27 Haziran 2009 00:00
Emek Partisi çatı girişiminden çekildi
EMEK Partisi, bu haliyle emek, barış, demokrasi ve halk güçlerinin birlik ihtiyaçlarına yanıt vermesini mümkün görmediği Çatı Partisi Girişimi çalışmasından çekildiğini açıkladı.
EMEK Partisi, bu haliyle emek, barış, demokrasi ve halk güçlerinin birlik ihtiyaçlarına yanıt vermesini mümkün görmediği Çatı Partisi Girişimi çalışmasından çekildiğini açıkladı.

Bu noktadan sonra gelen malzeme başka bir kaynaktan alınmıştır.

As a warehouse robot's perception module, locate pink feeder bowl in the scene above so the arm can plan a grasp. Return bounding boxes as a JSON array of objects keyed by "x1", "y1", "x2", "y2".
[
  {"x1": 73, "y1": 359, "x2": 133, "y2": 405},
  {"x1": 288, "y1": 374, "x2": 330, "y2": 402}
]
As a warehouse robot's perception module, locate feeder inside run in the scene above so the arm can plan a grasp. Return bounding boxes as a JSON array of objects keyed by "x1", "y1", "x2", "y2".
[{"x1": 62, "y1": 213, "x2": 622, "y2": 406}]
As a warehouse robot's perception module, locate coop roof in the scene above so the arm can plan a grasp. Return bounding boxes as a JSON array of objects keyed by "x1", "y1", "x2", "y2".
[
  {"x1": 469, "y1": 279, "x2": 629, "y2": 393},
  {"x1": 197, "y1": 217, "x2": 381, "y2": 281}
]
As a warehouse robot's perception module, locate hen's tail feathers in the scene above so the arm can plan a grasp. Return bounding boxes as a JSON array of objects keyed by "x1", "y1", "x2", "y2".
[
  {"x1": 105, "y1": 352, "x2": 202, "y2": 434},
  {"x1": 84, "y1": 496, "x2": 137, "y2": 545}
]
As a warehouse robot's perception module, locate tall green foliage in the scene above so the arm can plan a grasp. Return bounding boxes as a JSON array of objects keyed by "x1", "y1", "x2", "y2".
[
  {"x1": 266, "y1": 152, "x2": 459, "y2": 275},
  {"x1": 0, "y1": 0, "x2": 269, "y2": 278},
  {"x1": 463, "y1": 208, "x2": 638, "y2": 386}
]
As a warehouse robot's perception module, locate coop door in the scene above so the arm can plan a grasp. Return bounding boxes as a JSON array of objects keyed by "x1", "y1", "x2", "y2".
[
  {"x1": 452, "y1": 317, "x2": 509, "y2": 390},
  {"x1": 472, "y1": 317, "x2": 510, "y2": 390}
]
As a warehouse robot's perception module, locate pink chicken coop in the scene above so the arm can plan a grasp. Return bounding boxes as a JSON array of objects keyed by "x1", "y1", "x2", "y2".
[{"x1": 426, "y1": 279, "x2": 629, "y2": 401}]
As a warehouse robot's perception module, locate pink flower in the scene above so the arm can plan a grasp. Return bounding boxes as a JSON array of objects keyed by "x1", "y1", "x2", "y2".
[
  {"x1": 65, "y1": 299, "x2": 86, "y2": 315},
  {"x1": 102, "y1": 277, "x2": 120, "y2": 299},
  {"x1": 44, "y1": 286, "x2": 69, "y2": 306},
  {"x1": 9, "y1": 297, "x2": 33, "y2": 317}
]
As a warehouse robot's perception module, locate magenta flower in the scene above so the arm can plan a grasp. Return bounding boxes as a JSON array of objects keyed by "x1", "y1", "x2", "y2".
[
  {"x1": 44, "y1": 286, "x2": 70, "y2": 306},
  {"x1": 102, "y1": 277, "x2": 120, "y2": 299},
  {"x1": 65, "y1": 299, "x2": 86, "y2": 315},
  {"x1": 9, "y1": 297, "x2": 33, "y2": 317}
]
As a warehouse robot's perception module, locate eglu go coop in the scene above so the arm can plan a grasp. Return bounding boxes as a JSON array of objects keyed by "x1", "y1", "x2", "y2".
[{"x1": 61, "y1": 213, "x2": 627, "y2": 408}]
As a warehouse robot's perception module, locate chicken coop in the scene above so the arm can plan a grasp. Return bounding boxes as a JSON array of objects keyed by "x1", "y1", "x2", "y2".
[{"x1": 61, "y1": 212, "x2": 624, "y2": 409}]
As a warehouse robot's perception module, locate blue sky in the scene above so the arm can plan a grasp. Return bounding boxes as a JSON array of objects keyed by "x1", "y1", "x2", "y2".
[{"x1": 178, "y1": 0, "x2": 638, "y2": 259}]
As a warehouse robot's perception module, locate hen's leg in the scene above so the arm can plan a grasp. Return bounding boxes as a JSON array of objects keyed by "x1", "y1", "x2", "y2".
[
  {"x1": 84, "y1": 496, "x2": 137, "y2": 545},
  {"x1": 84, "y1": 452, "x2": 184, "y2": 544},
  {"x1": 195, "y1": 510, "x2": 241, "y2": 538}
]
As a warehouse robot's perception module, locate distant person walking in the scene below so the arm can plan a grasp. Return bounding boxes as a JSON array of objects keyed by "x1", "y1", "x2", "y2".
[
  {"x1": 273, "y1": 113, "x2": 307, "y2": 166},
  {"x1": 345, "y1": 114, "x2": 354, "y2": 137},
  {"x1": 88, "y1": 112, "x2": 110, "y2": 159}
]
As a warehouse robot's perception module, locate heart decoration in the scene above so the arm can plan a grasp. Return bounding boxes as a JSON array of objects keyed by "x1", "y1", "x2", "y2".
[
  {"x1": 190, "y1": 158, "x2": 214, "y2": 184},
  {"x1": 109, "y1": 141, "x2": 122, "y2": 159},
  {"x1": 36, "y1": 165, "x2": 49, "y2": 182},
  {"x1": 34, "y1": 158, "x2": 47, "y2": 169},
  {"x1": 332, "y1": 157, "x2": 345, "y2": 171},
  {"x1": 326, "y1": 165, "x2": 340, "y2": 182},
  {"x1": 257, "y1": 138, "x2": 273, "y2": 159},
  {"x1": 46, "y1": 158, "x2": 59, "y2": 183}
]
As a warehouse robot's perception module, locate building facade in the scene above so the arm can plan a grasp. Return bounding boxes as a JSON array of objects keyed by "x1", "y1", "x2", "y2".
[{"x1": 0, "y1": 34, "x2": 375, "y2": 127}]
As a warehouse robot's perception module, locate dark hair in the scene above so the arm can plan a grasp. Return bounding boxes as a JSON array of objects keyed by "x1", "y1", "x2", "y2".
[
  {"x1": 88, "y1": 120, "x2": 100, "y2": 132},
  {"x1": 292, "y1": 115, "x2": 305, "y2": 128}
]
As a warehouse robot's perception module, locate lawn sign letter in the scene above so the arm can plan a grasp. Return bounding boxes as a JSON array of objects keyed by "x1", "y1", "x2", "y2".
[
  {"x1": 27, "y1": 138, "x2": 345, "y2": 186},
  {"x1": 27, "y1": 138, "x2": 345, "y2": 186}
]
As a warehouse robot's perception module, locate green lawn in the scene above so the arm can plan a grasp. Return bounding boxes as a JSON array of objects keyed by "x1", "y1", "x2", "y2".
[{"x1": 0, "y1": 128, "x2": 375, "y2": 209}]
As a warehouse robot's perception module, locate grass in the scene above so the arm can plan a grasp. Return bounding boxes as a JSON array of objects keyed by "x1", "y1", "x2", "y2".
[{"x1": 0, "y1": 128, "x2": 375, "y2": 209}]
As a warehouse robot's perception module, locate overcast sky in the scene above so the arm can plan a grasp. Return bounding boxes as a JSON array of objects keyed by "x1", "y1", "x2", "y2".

Emek Partisi (EMEP) Genel Merkezi tarafından yapılan yazılı açıklamada, yaklaşık iki yıldır örgütlenme çalışmaları sürdürülen çatı partisi girişiminin, ciddi bir tıkanma ve çözümsüzlüğün içine sürüklenmiş durumda olduğu belirtildi. Açıklamada şöyle denildi:
Çözümsüzlüğün temelleri 21-22 Aralık 2008 tarihinde İstanbul Bilgi Üniversitesi Kuştepe Kampüsünde düzenlenen toplantıda atılmıştır. O günden buyana çalışmalar çatı partisi fikriyatından bütünüyle sapmış; Türk, Kürt her milliyetten ve inançtan Türkiye demokrasi güçlerinin birlik zemini olması lazım gelen çatı partisi, Kürt demokratik hareketini de kapsayacak biçimde adeta solcuların birliği platformuna dönüşmüş bulunmaktadır.
EMEP NEDEN ÇEKİLDİ?
Emek Partisinin, 2122 Aralık 2008 toplantısının ardından ortaya çıkan sorunlara çözüm bulmak amacıyla görüş ve önerilerini çalışma içinde yer alan muhataplarıyla paylaştığı hatırlatılarak; Ancak, bu çabaların somut bir sonuç vermemesi üzerine çalışmalardan çekilmiştir denildi. Buna rağmen, kimi siyasi çevrelerce, çatı partisi çalışmalarıyla, Emek Partisi arasında ilişki kurulmaya devam edildiği de belirtildi.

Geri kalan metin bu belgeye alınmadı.